Notre foi dans ce siècle
Voilà un livre original à plus d’un titre. D’abord parce qu’une partition à six mains n’est pas si fréquente surtout lorsqu’il s’agit de trois personnalités connues du public, intellectuels mais aussi hommes d’action responsables qui, au lieu de s’opposer pour s’affirmer comme on le voit souvent, se conjuguent et se complètent dans une même espérance.
Original aussi, car ce livre s’enracine dans une foi chrétienne partagée, et que, partant de là, il propose plusieurs utopies réalisables importantes. Comme le souligne son titre, ce livre apporte un espoir, pour nous qui vivons dans ce siècle, pour notre continent et pour le monde.
Car, comme l’affirment nos auteurs, “ ce monde va mieux. Bien mieux. ” Et c’est une raison supplémentaire pour relever les défis qu’il pose : les inégalités, l’impuissance des politiques, l’homme instrumentalisé par cette même politique, mais aussi par l’économie ou par la science…
Abordant les problèmes du monde, la deuxième partie du livre décrit alors des solutions concrètes qui se veulent à la fois utopiques et responsables. C’est dire qu’elles ouvrent “ des chemins à défricher ”, et qu’elles sont volontairement limitées dans leurs ambitions pour être réalisables.
D’abord l’Europe – trait d’union fort entre les trois auteurs – toujours chantée et promue, comme on le sait, par le talent de Michel Albert, appelée à se fédérer et à en inventer les moyens. C’est aussi notre Patrie qui, dans cet ensemble, prend aujourd’hui un nouveau poids. Et parce que nous aimons notre France comme une mère, le mot de “ matrie ” nous est suggéré.

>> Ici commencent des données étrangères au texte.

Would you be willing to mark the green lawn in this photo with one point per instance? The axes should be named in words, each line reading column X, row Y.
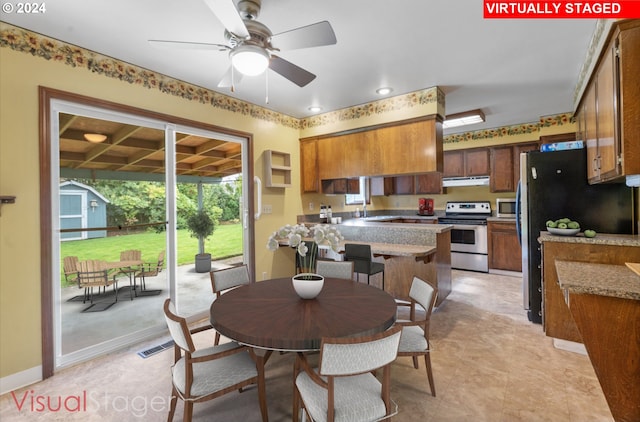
column 226, row 241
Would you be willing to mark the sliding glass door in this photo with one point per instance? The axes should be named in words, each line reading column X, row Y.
column 134, row 189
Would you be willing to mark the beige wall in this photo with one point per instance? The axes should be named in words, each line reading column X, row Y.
column 20, row 76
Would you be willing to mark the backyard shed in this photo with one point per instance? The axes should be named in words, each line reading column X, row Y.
column 81, row 206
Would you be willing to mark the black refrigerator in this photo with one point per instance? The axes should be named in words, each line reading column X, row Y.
column 553, row 185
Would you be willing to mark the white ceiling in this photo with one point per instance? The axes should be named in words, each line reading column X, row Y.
column 514, row 70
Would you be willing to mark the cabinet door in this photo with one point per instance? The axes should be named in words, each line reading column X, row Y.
column 505, row 252
column 454, row 163
column 309, row 182
column 606, row 99
column 590, row 132
column 517, row 150
column 381, row 186
column 403, row 185
column 502, row 168
column 477, row 162
column 429, row 183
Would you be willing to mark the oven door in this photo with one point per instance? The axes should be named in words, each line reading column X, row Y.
column 470, row 238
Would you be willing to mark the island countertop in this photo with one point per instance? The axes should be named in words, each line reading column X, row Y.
column 598, row 279
column 632, row 240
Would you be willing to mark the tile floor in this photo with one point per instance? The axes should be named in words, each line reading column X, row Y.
column 490, row 364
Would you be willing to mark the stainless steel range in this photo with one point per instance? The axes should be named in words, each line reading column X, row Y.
column 469, row 249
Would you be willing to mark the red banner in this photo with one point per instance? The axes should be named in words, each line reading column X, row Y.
column 494, row 9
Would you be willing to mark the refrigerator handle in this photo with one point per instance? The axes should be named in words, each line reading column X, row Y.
column 518, row 222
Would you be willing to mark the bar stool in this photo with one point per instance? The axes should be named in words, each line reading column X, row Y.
column 362, row 260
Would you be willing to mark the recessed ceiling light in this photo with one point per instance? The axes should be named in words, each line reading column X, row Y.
column 384, row 91
column 462, row 119
column 95, row 138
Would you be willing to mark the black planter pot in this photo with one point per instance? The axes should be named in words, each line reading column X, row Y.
column 203, row 263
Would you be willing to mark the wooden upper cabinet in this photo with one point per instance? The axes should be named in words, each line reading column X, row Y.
column 608, row 112
column 502, row 169
column 400, row 148
column 477, row 162
column 309, row 181
column 466, row 162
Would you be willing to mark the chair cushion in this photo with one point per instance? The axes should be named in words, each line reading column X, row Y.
column 356, row 398
column 212, row 376
column 412, row 340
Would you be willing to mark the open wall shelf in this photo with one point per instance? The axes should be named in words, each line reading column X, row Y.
column 277, row 167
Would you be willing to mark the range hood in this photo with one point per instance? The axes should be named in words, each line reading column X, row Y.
column 465, row 181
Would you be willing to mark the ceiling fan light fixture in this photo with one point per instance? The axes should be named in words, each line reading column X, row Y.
column 250, row 60
column 95, row 138
column 464, row 118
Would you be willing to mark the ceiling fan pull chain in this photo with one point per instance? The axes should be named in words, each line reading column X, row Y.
column 233, row 85
column 266, row 78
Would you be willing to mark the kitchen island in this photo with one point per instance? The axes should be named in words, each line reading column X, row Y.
column 406, row 250
column 604, row 301
column 613, row 249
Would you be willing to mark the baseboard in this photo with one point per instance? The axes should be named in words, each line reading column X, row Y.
column 569, row 346
column 20, row 379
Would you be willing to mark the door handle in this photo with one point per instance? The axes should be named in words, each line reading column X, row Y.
column 258, row 183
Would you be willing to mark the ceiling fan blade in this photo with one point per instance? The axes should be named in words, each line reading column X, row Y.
column 226, row 12
column 295, row 74
column 227, row 82
column 314, row 35
column 182, row 45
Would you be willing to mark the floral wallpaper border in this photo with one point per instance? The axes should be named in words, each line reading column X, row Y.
column 520, row 129
column 25, row 41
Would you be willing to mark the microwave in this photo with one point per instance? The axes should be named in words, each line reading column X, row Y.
column 506, row 207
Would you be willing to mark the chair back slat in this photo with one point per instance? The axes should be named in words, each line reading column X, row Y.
column 335, row 269
column 344, row 356
column 178, row 328
column 131, row 255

Un chapitre est consacré à une nouvelle économie sociale de marché. Chapitre courageux au moment où la Soziale Markt Wirtschaft allemande affronte les difficultés que l’on sait, alors que le capitalisme rhénan résonne des accords du “ Requiem allemand ”. Malgré tout les auteurs parient sur l’avenir de ce modèle où les références à l’homme demeurent essentielles et commandent aux lois d’airain de l’économie.
Tout naturellement la mondialisation, ses enjeux et ses risques font l’objet de longs développements. On n’oublie pas en les lisant que l’un des auteurs a été directeur général du FMI et que son expérience des situations concrètes a sans doute inspiré largement ces réflexions.
Comment réduire la pauvreté, conséquence prêtée, souvent à tort, aux excès de la mondialisation ? La réduire c’est “ réhabiliter le don ” car celui-ci “ établit une histoire de fraternité entre les hommes ”.
L’Église catholique elle-même est appelée à se réformer et les auteurs proposent des mesures concrètes car “ sa structure actuelle ne peut être maintenue sans risques pour sa mission ”.
Certes ces sujets ne sont pas nouveaux, même s’ils sont tous actuels. Ce qui est original, c’est non seulement qu’ils sont traités avec la clarté d’exposition et la limpidité auxquelles Jean Boissonnat a visiblement prêté son talent, mais c’est surtout que ces réflexions débouchent sur des propositions, on l’a dit, utopiques mais vérifiables. On en compte vingt, très variées, de l’énergie à l’immigration, de la sécurité au diaconat des femmes. Elles sont toutes “ discutables ” et l’on doit espérer qu’elles seront discutées car elles touchent aux sujets les plus importants.
Bien sûr, certains critiqueront la sévérité des jugements portés sur les États-Unis, leurs entreprises et leur politique sociale, d’autres estimeront que les institutions et les structures répondront mal aux espoirs des auteurs, craignant que leur efficacité se réduise à mesure que croît le champ de leurs ambitions. On s’offusquera peut-être de prétendre dissoudre la Patrie dans la Matrie !…
Mais l’essentiel n’est pas là. Au moment où ce siècle, à l’aube de son devenir, se pose avec acuité la question des relations entre le fait religieux et le gouvernement des nations, ce livre apporte une contribution importante. Ses auteurs sont informés et lucides. Pendant des années, ils ont agi sur les affaires du Monde. Ils connaissent la question. Il faut les lire.